Heed this health threat too | Daily News

Heed this health threat too

Food items containing artificial and natural flavours appear to be the latest health threat adding to Dengue and other epidemics that are sweeping the country at present, according to media reports quoting health and nutrition specialists.

These synthetic flavours are included to make these food items tastier but their chemicals are extremely harmful to health and could even cause cancer, they added. Some of these food items are also far from what they claim to be in their labels and markings.

According to the report, certain foods may not be made with the same ingredients as marked in their labels. For example, some tomato sauces are not made from tomatoes but a substitute while dyes and colourings are used to turn white sugar into brown sugar, the report adds. This certainly is a dangerous development with the children being the most vulnerable to the risks since items such as confectionery and chocolates too fall into this category.

Prompt steps should be taken by the concerned authorities to identify food items that are most likely to be tampered with in this manner and take them off the shelves of shops and supermarkets. The advertising of food items too should be brought under scrutiny since various gimmicks are being used by manufacturers to foist artificially enhanced products on the public.

The Government is to bring in stringent regulations on commercial advertisements on food, from January 1 next year with the sanction of the Director General of Health Services (DGHS) to be made mandatory for selected food advertisements.

According to the new regulations, every health claim and Nutrient Function Claim must have prior approval of the DGHS. In addition, no label or advertisement relating to any food shall indicate directly or indirectly that such food is a cure for any illness. Further, no label shall in the description of any food, bear the word ‘natural’ and ‘pure’ thereon unless such food consists of unmixed, unadulterated or unprocessed products with no additives. For example, Pure Ceylon Tea should be just that, with nothing added.

This is a long overdue step which, had it been taken at the appropriate time, would have put a halt to the commercial exploitation of the unsuspecting public who all this time had been duped by commercial interests by attractive and irresistible advertisements of consumer goods which were far removed from what these ads really claimed about them.

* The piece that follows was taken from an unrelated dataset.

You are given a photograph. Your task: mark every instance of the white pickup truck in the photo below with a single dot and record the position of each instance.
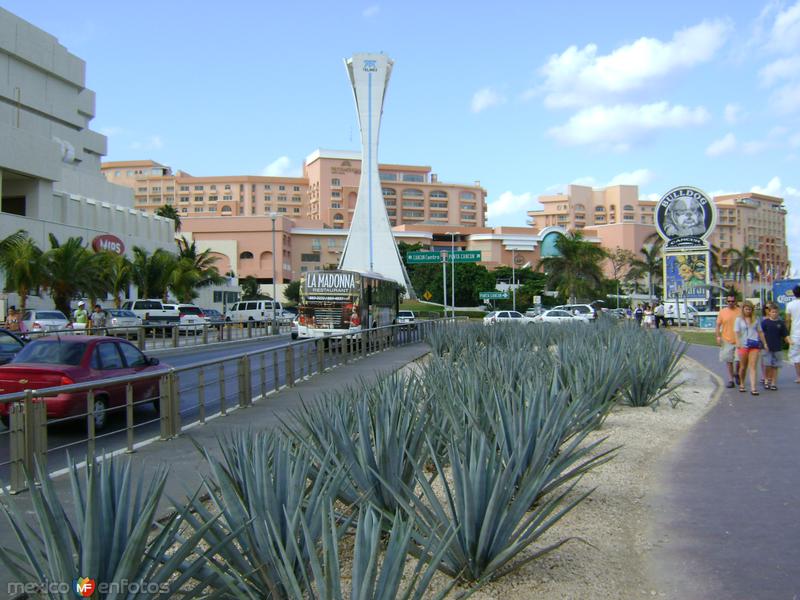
(153, 312)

The public was in fact led by the nose into paying good money for little or nothing by way of quality, content or value by the glib rhetoric of these advertisements. There are advertisements on confectioneries which claim that they have minimal sugar and are even safe for diabetics. But this has been found to be only a half truth.

There are also labels on foods proclaiming these were cholesterol free but with no authentication of the claim by any medical authority. Even in the case of alcoholic drinks, although the proof of the strength is marked on the label, there is no guarantee that this is actually the case.

The public has started taking things at face value as it were, where the quality of goods is concerned irrespective of their harmful nature. The proposed new regulations, therefore, will serve the purpose of not only sparing the public from futile and wasteful expenses but also protect them from the dangers of acquiring illnesses or aggravating existing illnesses.

The manufacturers and business interests also make it a point to insert food and drink ads at prime time, slotted at intervals during popular teledramas when there are large audiences and to make them as credible and authentic as possible. It is too late when the public realises that nothing that the ads claimed had come to pass and it was money down the drain.

Even other goods too should be brought under the ambit of the new regulations. Today there are various quacks and frauds who advertise various cures and quick fixes in a bid to make a fast buck at the expense of a gullible public.

There are advertisements that appear on television offering services to help alcoholics quit the habit. Offers are also on to help fix all diseases such as cancer and diabetes. There are also at present creams and gels being advertised to improve one’s complexion despite frequent warnings by medical experts of the dire side effects of using these so-called remedies.

Why cannot the DGHS look into this matter as well, since it really concerns a health matter? In fact the whole business of dubious advertising has to be probed and measures put in place to prevent the public from being duped.

The restriction to be imposed on promotion of food to children under 12 is certainly a wise step. Children are of an impressionable age and could easily be lured to being addicted to fast foods that are extremely harmful to health and harbingers of diseases such as diabetes, high blood pressure etc. These advertisements are also attractively packaged to make them irresistible to children. Parents too should be made wise to the gimmicks of commercial interests.